|
Abstract:
The subcategorization preference of a verb is significantly
affected by its discourse context and its word sense. This suggests
that processing models must (1) represent subcategorization biases
at the level of the semantic lemma ('sense bias'), rather than
orthographic word ('verb bias'), and (2) be able to integrate
multiple probabilistic factors (sense bias, genre bias, animacy
bias, etc.). Frequencies are strongly dependent on the method used
for computing them.
By comparing subcategorization frequencies across six corpora
(Connine et al.'s (1984) sentence-production data, Garnsey et al.'s
(1997) sentence-completion data, written text (the Brown, Wall
Street Journal, and British National corpora), and conversational
data (the Switchboard corpus)) we show that:
1) Different verb senses have different subcategorization
probabilities.
Processing models generally assume that subcategorization biases
are specific to each verb entry (Clifton, Frazier, & Connine,
1994; Garnsey, 1997; Spivey-Knowlton & Sedivy, 1995; Trueswell
et al., 1993, inter alia). Our results reveal biases at the level
of the semantic lemma ('sense bias') rather than orthographic
word.
2) The genre constrains the
subcategorization probabilities of a verb.
Following work by Merlo (1994), Roland and Jurafsky (1998)
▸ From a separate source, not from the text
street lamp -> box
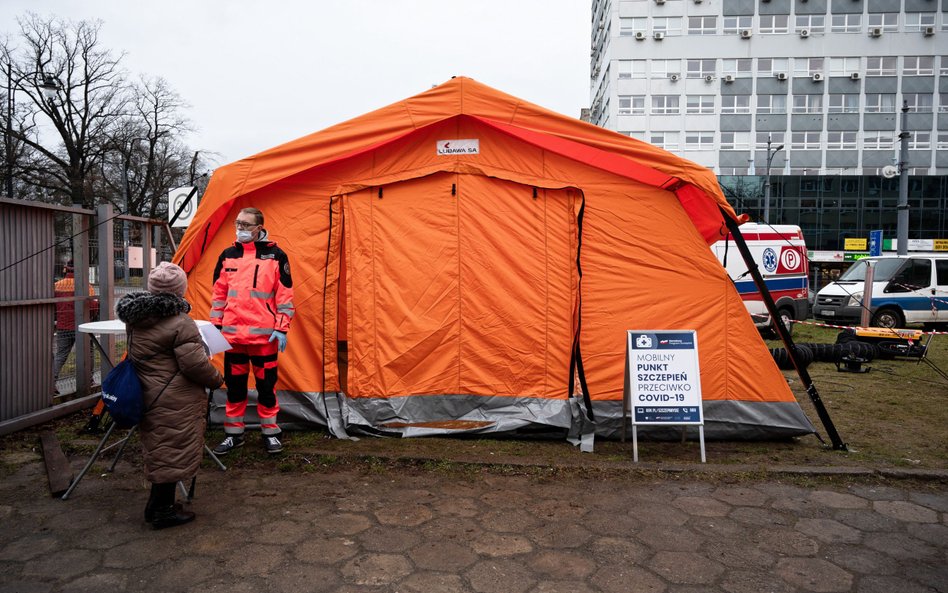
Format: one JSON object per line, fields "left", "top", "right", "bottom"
{"left": 762, "top": 134, "right": 784, "bottom": 224}
{"left": 4, "top": 65, "right": 61, "bottom": 198}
showed that subcategorization frequencies in elicited data (Connine
et al., 1984) differed from those in natural corpora (elicited
sentences have a greater probability of PPs but fewer passives and
zero arguments). They gave functional explanations for these
differences. We extend this work by showing that discourse topic,
verbal aspect and the animacy of the syntactic subject all affect
verb sense, and thereby subcategorization. For example when
subjects in Connine et al. were asked to use the verb
pass
with the discourse topic 'school' they tended to use the 'pass a
test' sense - a DO-biased sense rare in the Brown and WSJ data.
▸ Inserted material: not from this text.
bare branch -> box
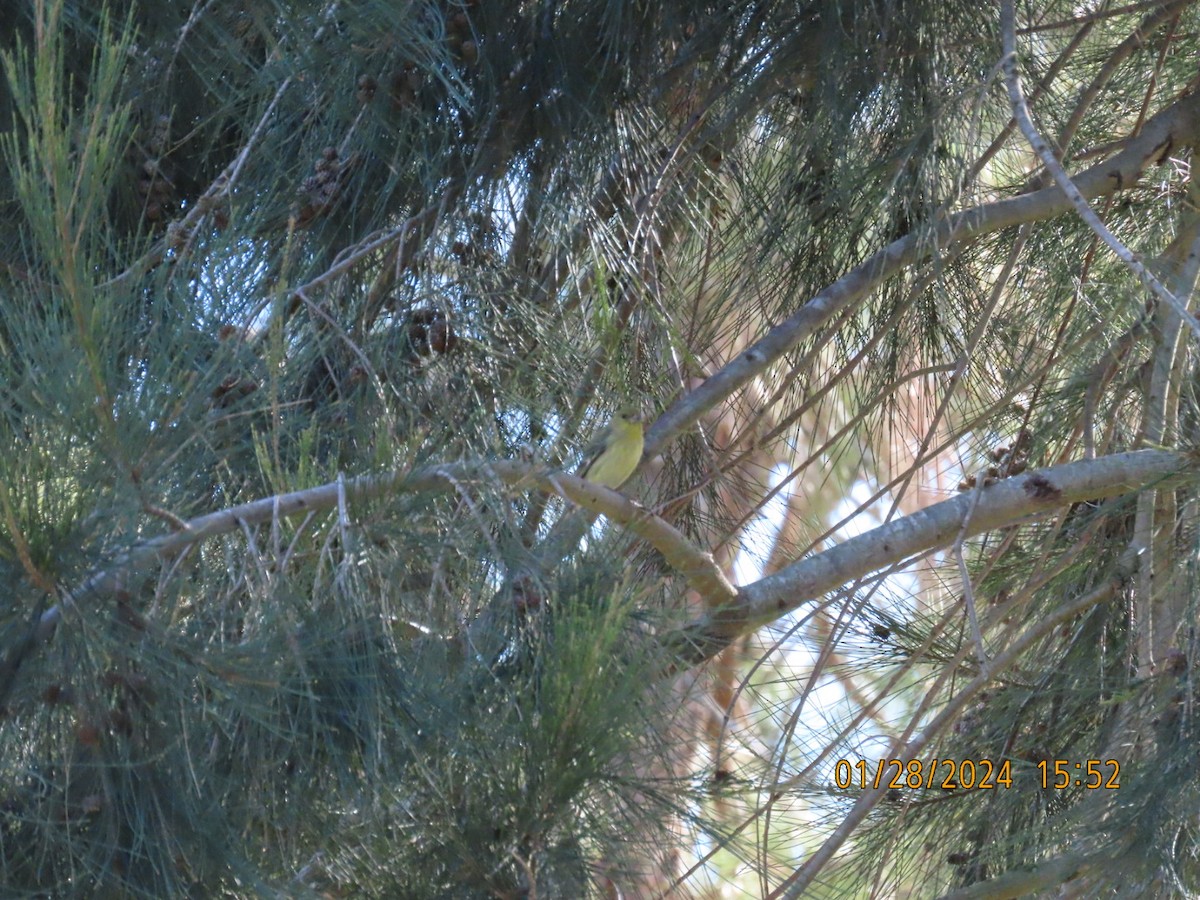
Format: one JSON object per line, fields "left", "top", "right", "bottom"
{"left": 679, "top": 449, "right": 1191, "bottom": 655}
{"left": 1000, "top": 0, "right": 1200, "bottom": 342}
{"left": 644, "top": 89, "right": 1200, "bottom": 460}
Perfective aspect correlates with DO complementation and
imperfective with SC (Dowty, 1990); such aspectual biases were
found in the elicited data. Additionally, we found that
inanimate-subject senses of verbs like
worry
were preempted by the generally animate subjects of the elicited
sentences.
As sentence-processing models grow more probabilistic, we need a
deeper understanding of the constraints which affect these
probabilities, in order to ensure the methodological soundness of
our measures and accurate representation of the complex factors
which influence our models.
|